Wednesday, September 6th, 2006

Back for a moment on the left/right (aka little/big-economic entity) distinction. Consider a treaty who’s name is something along the lines of ‘Treaty to protect the rights of X.” Now, imagine the X that that is furthest to the right. ‘Treaty to protect the rights of Bill Gates?” ‘Treaty to protect the rights of the G7?’ How about: ‘Treaty to protect the rights of Broadcast Organizations‘?!?

Which brings us to a related question; how does the Plutocracy feel about the demotion of Pluto? Heavens, if they can organize to eliminate the death tax you’d think they could get it together to for this!

Sell signals

Tuesday, September 5th, 2006

Statement from Billy Campbell, President, Discovery Networks, U.S. Discovery Communications, Inc

Our entire company is deeply saddened by the tragic and sudden loss of Steve Irwin, the Crocodile Hunter. Steve was beloved by millions of fans and animal lovers around the world and was one of our planet’s most passionate conservationists. He has graced our air since October 1996 and was essential in building Animal Planet into a global brand.

What a legacy! “Building a global brand!”

A Gang of One

Tuesday, September 5th, 2006

Here’s a fun variant of the repeated prisoner’s dilemma game.

Picture a lecture audience. I announce that I’ll go along every row, starting at the front, and give each member a chance to say “cooperate” or “defect.” Each time someone says “cooperate” I’ll award ten cents to her and to everyone else in the audience. Each time someone says “defect” I’ll award a dollar only to her. And I ask that they play this game solely to maximize their individual total income, without worrying about friendship, politeness, the common good, etc. I say that I will stop at an unpredictable point after at least twenty players have played, at which time each member can collect her earnings.

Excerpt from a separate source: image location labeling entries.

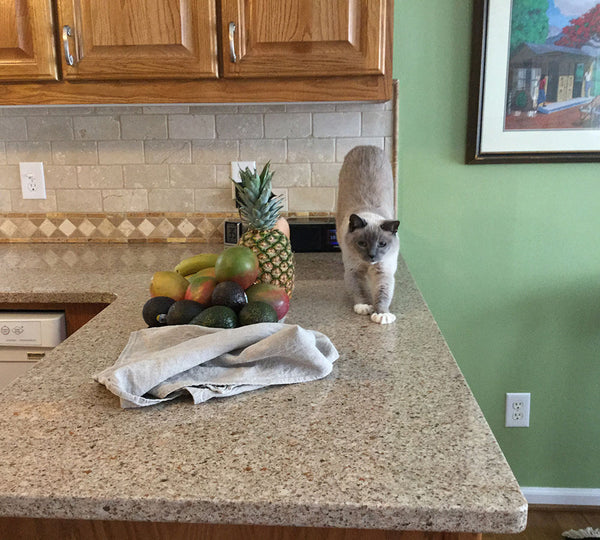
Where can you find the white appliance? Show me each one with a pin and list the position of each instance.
(25, 337)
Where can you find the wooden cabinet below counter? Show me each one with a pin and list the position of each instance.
(173, 51)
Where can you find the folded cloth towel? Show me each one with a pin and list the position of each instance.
(160, 364)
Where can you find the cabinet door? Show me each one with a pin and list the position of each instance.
(26, 40)
(139, 39)
(287, 38)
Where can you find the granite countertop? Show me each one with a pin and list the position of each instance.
(391, 439)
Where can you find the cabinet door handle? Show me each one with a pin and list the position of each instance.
(66, 34)
(232, 55)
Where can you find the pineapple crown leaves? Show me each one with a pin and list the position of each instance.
(258, 206)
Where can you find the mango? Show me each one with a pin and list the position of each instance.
(200, 289)
(167, 283)
(238, 264)
(276, 297)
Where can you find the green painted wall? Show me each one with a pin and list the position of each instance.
(507, 257)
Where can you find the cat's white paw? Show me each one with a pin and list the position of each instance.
(363, 309)
(383, 318)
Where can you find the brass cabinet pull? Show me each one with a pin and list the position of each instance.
(232, 55)
(66, 34)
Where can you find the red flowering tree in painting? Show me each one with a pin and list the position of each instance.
(582, 30)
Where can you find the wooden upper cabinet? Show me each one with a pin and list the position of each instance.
(296, 38)
(138, 39)
(27, 40)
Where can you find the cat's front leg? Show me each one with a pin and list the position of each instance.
(356, 284)
(383, 293)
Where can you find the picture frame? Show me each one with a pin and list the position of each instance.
(508, 122)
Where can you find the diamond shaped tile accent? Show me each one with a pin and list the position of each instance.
(86, 227)
(47, 227)
(186, 227)
(106, 227)
(126, 227)
(8, 227)
(146, 228)
(67, 228)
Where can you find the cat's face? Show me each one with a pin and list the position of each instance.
(372, 241)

You gotta love the instruction not to be “worrying about friendship, politeness, the common good, etc.” The game creates a group out of the audience with all the group dynamics in play particularly because there is no privacy. In the original prisoner’s dilemma that players are part of a gang, here we make the audience into a gang; while instructing them not to act like one.

That framing is from an interesting synopsis of a set of some ideas that apparently were first formalized by George Ainslie, e.g. that we all prefer short term pleasures and we tend to severely discount long term benefits as we make our choices in life. Given the choice between a chocolate bar right now and a chocolate cake tomorrow we tend to take the chocolate bar. This behavioral default is apparently well documented in man and other animals.

Formally we ought to discount future rewards by some reasonably uniform rate. So if we are offered a $100 tomorrow and $10 in an hour we ought to just compute the option value of each discounting by some interest rate based on the risk we percieve the future payoff to have. This kind of discounting is expediential; and it isn’t biased about things that are closer vs. farther away. It will cough up the same answer for 5 today vs. 10 tomorrow no matter what units (days, weeks, years) you use when you ask.

We animals don’t do that. Another way of saying that we like short-term benefits is that we discount things in small time units very sharply. A cookie in 30 seconds vs. a nice lunch in an hour? The cookie wins. It’s not rational but it’s how we are wired.

This leads to all kinds of common but irrational behaviors. Breaking the diet, staying up to late, having a few too many beers, failing to hold our tongue, etc. etc.

But most interestingly it puts us into a game just like the one above with ourselves. We are the audience. At each step in the game we have a choice to defect and take the dollar; but if we can manage not to defect then we can capture the long-term gains. We are caught in a gang of one our loyalty to our future selves continually tested against a hardwired setting that tempts us into short term defections.